Mr Hammond also touched on SME lending, saying the Smart Data Review will be used to expand the successes of open banking in the UK to give small businesses “power over all of their financial data” so they can have access to the same “financial tools hitherto only accessible to larger corporates”.
Mansion House 2019: Action is needed to prepare for a carbon-neutral economy
Reiterating the Bank’s commitment to a lasting environmental strategy, Mr Carney praised initiatives like the green bond market and climate financial disclosure standards, but said the industry must go “much further” in order to reach net zero carbon emissions targets – including through the transformation of risk management and the promotion of sustainable investment.
Earlier this year the Prudential Regulatory Authority published “supervisory expectations” for the firms it regulates to better manage the risks of climate change.
It also set out plans to launch a UK Climate Financial Risk Forum in collaboration with the Financial Conduct Authority to share information relevant to addressing the impact of climate change on the UK economy.
Mr Carney repeated the Bank’s commitment these initiatives, and announced that it will also begin stress testing the UK economy this autumn for resilience against climate change, with testing due to finish in 2021.
He added: “The stress test will reveal the UK financial system’s ability to withstand the financial risks from climate change that arise from the increased frequency of weather events, and from the transition to a carbon-neutral emission economy.
“The test will motivate firms to address data gaps and to develop cutting-edge risk management consistent with a range of possible climate pathways, ranging from early and orderly to late and disruptive.
“This test will be the first of its kind to integrate climate scenarios with macroeconomic and financial models.
“With this new supervisory approach, the Bank will help ensure that the financial system is resilient to the risks and can take full advantage of the enormous opportunities in a carbon-neutral economy.”

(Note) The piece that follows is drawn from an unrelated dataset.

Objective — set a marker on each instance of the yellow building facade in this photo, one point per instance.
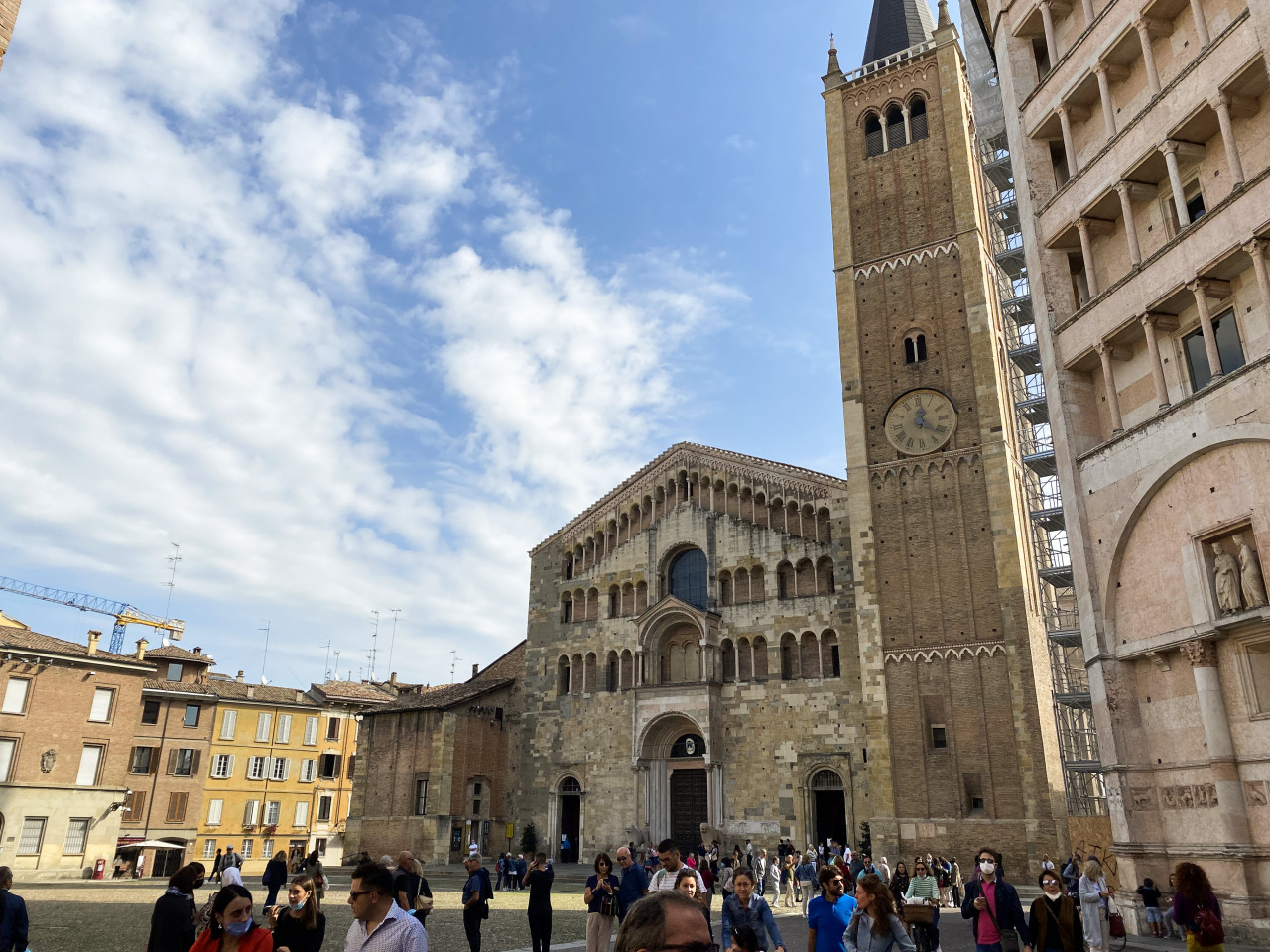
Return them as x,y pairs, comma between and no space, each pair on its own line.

Mansion House 2019: UK Treasury will launch two major reviews into payments and regulation
After a brief interruption by climate change protestors looking to make a statement about the role of financial services in environmental leadership, the Chancellor used his Mansion House address to discuss the thorny issue of Brexit and to announce two major reviews into the UK payments and regulatory landscapes.

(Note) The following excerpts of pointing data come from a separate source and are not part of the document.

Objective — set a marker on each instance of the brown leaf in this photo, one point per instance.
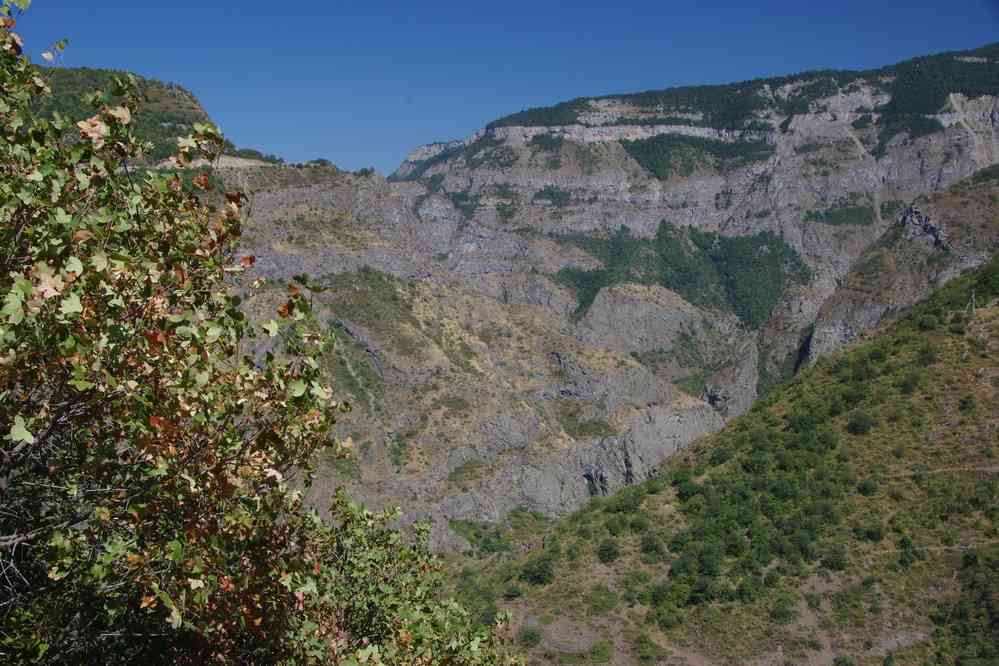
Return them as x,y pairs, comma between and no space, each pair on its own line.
202,181
122,114
159,423
94,129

He warned a no-deal scenario would be “damaging” to the UK economy, saying it would cause “short-term disruption” and leave it “permanently smaller” than if a withdrawal deal is agreed.
As Brexit “overshadows” the financial services industry in the country, Mr Hammond called on his audience to ensure the evolution of finance by “embracing change, disruption and challenge”.
He said: “I can announce this evening a Treasury-led review of the payments landscape bringing together policymakers and regulators to make sure that our regulation and infrastructure keeps pace with the dizzying array of new payments models.
“The second step in our plan is to launch a major, long-term review into the future of our regulatory framework.
“This review will deliver a regulatory system that continues to enable, rather than stifle, innovation that protects consumers, maintains the highest possible standards, is proportionate and policed by independent regulators, and recognises that the EU will continue to be one of our major trading partners – even as it lays the groundwork for the more global nature of our future financial services industry.
“The first phase of this review will take action to improve coordination between the regulatory authorities – starting with a summit of all the relevant regulators in a few weeks’ time, leading to a Treasury call for evidence before the summer.”